I felt something wet, trickle down my right cheek which I wiped off, immediately. "It'll be over soon, Nari. It'll be fine," I muttered a reassurance to myself as I shut my eyes, trying to get some slumber.

I hope this will be over soon in a blink of an eye.

***

The night seem to pass by so quick. I wasn't able to sleep that much due to the resentment and frustration inside of me. I kept thinking, if my dad wasn't a lawyer, maybe he wouldn't be in such menacing position because fearing for our lives isn't normal; no one deserves to be in that kind of situation.

I sat on the counter of my kitchen as I held the warm cup of coffee in my hands that had been covered by my sweater paws. Thin mists coming out from the half-full coffee which I've been drinking since earlier. I was about to get lost in my own thoughts again when I heard a knock from the door which startled me.

I stood up from my seat and opened the door, greeted by a tall, familiar man with glasses. "What brings you here...Wonwoo," I asked.

"Ah you still remember my name, huh," he straightforwardly, carrying boxes.

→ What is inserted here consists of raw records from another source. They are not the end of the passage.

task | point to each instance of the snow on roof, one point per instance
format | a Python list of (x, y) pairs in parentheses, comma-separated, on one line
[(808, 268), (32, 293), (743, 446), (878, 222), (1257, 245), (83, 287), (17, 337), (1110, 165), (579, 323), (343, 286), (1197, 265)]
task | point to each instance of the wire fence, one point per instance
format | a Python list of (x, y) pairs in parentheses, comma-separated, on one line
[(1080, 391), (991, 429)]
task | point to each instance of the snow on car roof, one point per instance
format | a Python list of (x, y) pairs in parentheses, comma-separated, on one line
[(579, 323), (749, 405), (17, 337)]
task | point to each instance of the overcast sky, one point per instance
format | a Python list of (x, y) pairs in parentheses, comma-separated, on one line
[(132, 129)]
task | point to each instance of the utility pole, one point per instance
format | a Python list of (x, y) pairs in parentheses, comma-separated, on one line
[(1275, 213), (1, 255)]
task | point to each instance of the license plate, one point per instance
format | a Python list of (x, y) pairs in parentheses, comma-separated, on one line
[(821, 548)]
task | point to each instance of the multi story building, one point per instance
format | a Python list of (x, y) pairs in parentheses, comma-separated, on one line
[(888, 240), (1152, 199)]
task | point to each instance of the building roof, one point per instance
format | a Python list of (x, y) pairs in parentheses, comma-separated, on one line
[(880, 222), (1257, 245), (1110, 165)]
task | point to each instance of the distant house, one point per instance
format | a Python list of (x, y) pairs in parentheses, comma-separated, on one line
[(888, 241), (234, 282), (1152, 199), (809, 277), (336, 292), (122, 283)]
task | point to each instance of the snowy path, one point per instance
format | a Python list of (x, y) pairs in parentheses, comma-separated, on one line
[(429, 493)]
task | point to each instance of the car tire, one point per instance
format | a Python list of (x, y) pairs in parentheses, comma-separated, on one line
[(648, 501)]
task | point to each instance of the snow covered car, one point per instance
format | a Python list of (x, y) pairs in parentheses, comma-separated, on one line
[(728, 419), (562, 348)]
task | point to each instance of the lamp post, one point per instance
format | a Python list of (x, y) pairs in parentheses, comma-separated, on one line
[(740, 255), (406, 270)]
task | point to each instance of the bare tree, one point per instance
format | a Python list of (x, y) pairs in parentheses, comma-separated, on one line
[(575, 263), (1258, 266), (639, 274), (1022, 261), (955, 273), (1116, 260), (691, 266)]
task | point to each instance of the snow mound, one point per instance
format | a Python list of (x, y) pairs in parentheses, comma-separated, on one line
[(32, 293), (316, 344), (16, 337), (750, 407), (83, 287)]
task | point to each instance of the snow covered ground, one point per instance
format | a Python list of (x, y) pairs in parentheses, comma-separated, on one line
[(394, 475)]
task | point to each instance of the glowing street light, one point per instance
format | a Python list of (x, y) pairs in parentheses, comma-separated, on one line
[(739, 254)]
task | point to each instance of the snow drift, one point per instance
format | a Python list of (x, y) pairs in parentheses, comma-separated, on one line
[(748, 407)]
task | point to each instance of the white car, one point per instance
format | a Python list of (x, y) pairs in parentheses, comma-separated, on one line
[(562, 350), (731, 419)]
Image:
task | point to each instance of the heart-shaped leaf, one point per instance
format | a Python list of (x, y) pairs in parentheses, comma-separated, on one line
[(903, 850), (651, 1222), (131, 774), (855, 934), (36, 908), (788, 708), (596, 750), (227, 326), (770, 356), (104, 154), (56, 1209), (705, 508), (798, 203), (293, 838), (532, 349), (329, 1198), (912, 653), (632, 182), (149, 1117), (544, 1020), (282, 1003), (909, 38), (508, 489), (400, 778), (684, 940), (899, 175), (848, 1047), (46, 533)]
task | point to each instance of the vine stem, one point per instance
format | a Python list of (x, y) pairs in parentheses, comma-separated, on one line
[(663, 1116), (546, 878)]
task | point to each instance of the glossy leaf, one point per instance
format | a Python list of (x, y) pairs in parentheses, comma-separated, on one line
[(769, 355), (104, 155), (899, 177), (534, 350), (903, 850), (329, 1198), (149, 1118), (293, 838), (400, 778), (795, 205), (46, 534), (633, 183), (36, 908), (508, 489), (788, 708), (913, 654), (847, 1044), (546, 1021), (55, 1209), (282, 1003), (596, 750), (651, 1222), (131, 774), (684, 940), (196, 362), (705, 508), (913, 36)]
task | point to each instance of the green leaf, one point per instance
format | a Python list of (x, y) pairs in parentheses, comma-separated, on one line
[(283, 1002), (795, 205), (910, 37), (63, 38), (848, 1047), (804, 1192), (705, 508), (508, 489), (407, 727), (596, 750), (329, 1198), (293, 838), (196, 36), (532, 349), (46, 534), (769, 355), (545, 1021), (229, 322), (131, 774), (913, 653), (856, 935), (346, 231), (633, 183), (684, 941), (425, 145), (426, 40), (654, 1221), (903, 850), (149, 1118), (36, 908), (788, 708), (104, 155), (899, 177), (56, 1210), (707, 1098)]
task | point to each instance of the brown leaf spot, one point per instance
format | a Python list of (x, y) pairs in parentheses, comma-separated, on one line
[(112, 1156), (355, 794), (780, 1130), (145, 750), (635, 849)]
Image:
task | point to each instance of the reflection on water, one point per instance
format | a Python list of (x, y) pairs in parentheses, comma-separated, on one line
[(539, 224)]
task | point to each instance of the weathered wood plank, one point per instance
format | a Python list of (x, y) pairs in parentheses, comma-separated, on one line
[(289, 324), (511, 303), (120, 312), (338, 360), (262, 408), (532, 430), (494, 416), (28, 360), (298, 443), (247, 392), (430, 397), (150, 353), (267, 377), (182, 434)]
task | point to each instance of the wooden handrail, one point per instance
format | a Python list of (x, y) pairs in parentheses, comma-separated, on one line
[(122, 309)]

"Of course, I just met you two days ago, dummy," I smiled, playfully as he scoffed at me before putting down the empty boxes.

"What's with the boxes?" I furrowed my eyebrows. All of a sudden, Seungcheol came inside with empty boxes too.

"It is where we'll put some of the stuffs you want to take with you when you move in to my house because starting today, you'll be living the—"

"Wait, what? I thought I was supposed to just move out some of my stuffs," I asked in confusion as he walked towards me which made me take a step back due to his petrifying aura.

"I said, starting today, you'll be living with us," I was about to speak when he turned around.

"So get packing," he added as he walked out. I diverted my gaze at Wonwoo whom I exchanged glances with.

"Jesus, is he always like that?" Wonwoo pursed his lips.

"Guess so," he muttered.

***

I was in the middle of getting the stuffs I want and placing them inside the box, when I saw a dusty, square, brown box under my bed. It has flowers carved on top of it and when I opened it, it revealed tons of photographs of me and my parents, but it's mostly pictures of my mom.

I stifled a sigh as I sat on the floor and held my mom's picture. "If only you're here, things would've been different, right?" I whispered to myself.

My mom and dad didn't really get along, they're polar opposite. If dad's arrogant, mom's a humble one; if he's a pessimist, she's a optimist one. It's crazy to think how they even got to marry one another and have me.

When mom died six years ago, dad was too stunned by it that he didn't even cry that much. For the whole time, he kept silent and wouldn't speak to no one; isolating himself from everyone else.

"We don't have all-day, Nari," I got back to my senses when Wonwoo appeared, leaning on the door which he knocked on as he called me.

"O-Oh yeah, right," I shoved the picture back to the box which I stuffed inside the box that I'm now carrying on my way out.

I wonder how things would go when I get there.